[1]:
import emat
emat.versions()
emat 0.5.1, plotly 4.14.3

CART

Classification and Regression Trees (CART) can be used for scenario discovery. They partition the explored space (i.e., the scope) into a number of sections, with each partition being added in such a way as to maximize the difference between observations on each side of the newly added partition divider, subject to some constraints.

The Mechanics of using CART

In order to use CART for scenario discovery, the analyst must first conduct a set of experiments. This includes having both the inputs and outputs of the experiments (i.e., you’ve already run the model or meta-model).

[2]:
import emat.examples
scope, db, model = emat.examples.road_test()
designed = model.design_experiments(n_samples=5000, sampler='mc', random_seed=42)
results = model.run_experiments(designed, db=False)

In order to use CART for scenario discovery, the analyst must also identify what constitutes a case that is “of interest”. This is essentially generating a True/False label for every case, using some combination of values of the output performance measures as well as (possibly) the values of the inputs.
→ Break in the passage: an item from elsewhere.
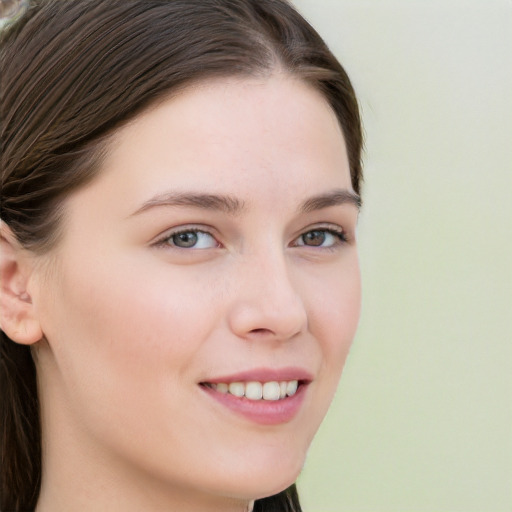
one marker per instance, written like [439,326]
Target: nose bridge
[267,301]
Some examples of possible definitions of “of interest” might include:

  • Cases where total predicted VMT (a performance measure) is below some threshold.
  • Cases where transit farebox revenue (a performance measure) is above some threshold.
  • Cases where transit farebox revenue (a performance measure) is above above 50% of budgeted transit operating cost (a policy lever).
  • Cases where the average speed of tolled lanes (a performance measure) is less than free-flow speed but greater than 85% of free-flow speed (i.e., bounded both from above and from below).
  • Cases that meet all of the above criteria simultaneously.

The salient features of a definition for “of interest” is that (a) it can be calculated for each case if given the set of inputs and outputs, and (b) that the result is a True or False value.
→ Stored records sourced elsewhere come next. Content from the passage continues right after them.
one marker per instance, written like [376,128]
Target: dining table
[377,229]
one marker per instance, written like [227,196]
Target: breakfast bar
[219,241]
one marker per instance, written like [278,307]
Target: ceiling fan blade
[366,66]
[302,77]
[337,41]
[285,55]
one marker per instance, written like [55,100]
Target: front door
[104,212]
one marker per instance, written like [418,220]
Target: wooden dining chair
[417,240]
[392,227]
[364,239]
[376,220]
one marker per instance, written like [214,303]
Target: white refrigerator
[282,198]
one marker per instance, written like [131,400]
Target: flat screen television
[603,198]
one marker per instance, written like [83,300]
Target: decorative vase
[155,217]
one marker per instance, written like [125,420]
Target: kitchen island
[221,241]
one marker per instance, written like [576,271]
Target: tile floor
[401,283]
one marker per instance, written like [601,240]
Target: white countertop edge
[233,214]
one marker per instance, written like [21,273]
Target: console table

For this example, we will define “of interest” as cases from the Road Test example that have positive net benefits.

[3]:
of_interest = results['net_benefits']>0

Having defined the cases of interest, to use CART we pass the explanatory data (i.e., the inputs) and the ‘of_interest’ variable to the CART object, and then we can invoke the tree_chooser method.

[4]:
from emat.analysis import CART

cart = CART(
    model.read_experiment_parameters(design_name='mc'),
    of_interest,
    scope=scope,
)
[5]:
chooser = cart.tree_chooser()
chooser

The CART algorithm develops a tree that seeks to make the “best” split at each decision point, generating two datasets that are subsets of the original data and which provides the best (weighted) improvement in the target criterion, which can either be gini impurity or information gain (i.e., entropy reduction).

The tree_chooser method returns an interactive widget that allows an analyst to manipulate selected hyperparameters for the decision tree used by CART. The analyst can set the branch splitting criteria (gini impurity or information gain / entropy reduction), the maximum tree depth, and the minimum fraction of observations in any leaf node.
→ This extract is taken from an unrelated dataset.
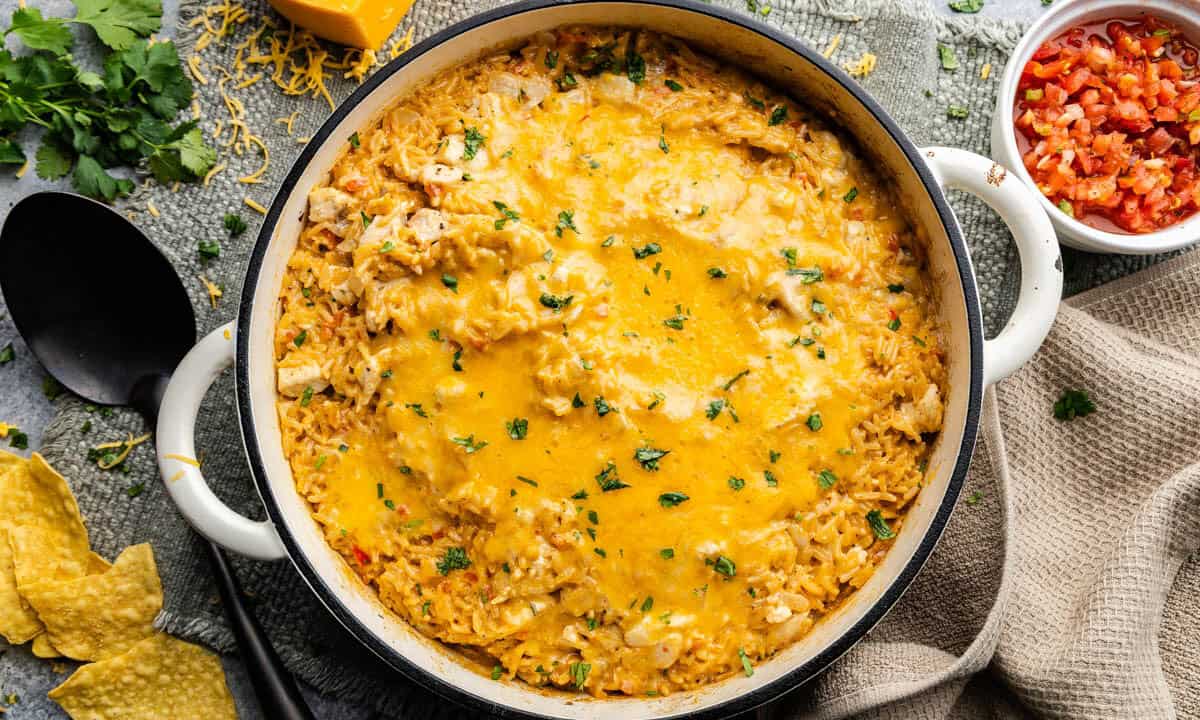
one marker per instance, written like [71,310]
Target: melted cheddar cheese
[607,365]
The display shows the decision tree created by CART, including the branching rule at each step, and a short summary of the data in each branch. The coloration of each tree node highlights the progress, with increasing saturation representing improvements in the branching criterion (gini or entropy) and the hue indicating the dominant result in each node. In the example above, the “of interest” cases are most densely collected in the blue nodes.

It is also possible to review the collection leaf nodes in a tabular display, by accessing the boxes_to_dataframe method, which reports out the total dimensional restrictions for each box. Here, we provide a True argument to include box statistics as well.

[6]:
cart.boxes_to_dataframe(True)
[6]:
Box Statistics expand_capacity input_flow value_of_time
coverage density gini entropy res dim mass min max min max min max
box 0 0.025449 0.124088 0.217380 0.540997 2 0.0548 NaN 13.7076 NaN 109.5 NaN NaN
box 1 0.013473 0.009424 0.018671 0.076951 2 0.3820 13.7076 NaN NaN 109.5 NaN NaN
box 2 0.049401 0.098068 0.176902 0.462842 2 0.1346 NaN NaN 109.5 123.5 NaN 0.114676
box 3 0.113772 0.498361 0.499995 0.999992 2 0.0610 NaN NaN 109.5 123.5 0.114676 NaN
box 4 0.101048 0.517241 0.499405 0.999142 3 0.0522 NaN 39.168739 123.5 NaN NaN 0.069707
box 5 0.032934 0.109453 0.194946 0.498263 3 0.0804 39.168739 NaN 123.5 NaN NaN 0.069707
box 6 0.469311 0.889362 0.196795 0.501838 3 0.1410 NaN 59.772684 123.5 NaN 0.069707 NaN
box 7 0.194611 0.553191 0.494341 0.991821 3 0.0940 59.772684 NaN 123.5 NaN 0.069707 NaN

This table shows various leaf node “boxes” as well as the trade-offs between coverage and density in each.

  • Coverage is percentage of the cases of interest that are in each box (i.e., number of cases of interest in the box divided by total number of cases of interest).
  • Density is the share of cases in each box that are case of interest (i.e., number of cases of interest in the box divided by the total number of cases in the box).

For the statistically minded, this tradeoff can also be interpreted as the tradeoff between Type I (false positive) and Type II (false negative) error. High coverage minimizes the false negatives, while high density minimizes false positives.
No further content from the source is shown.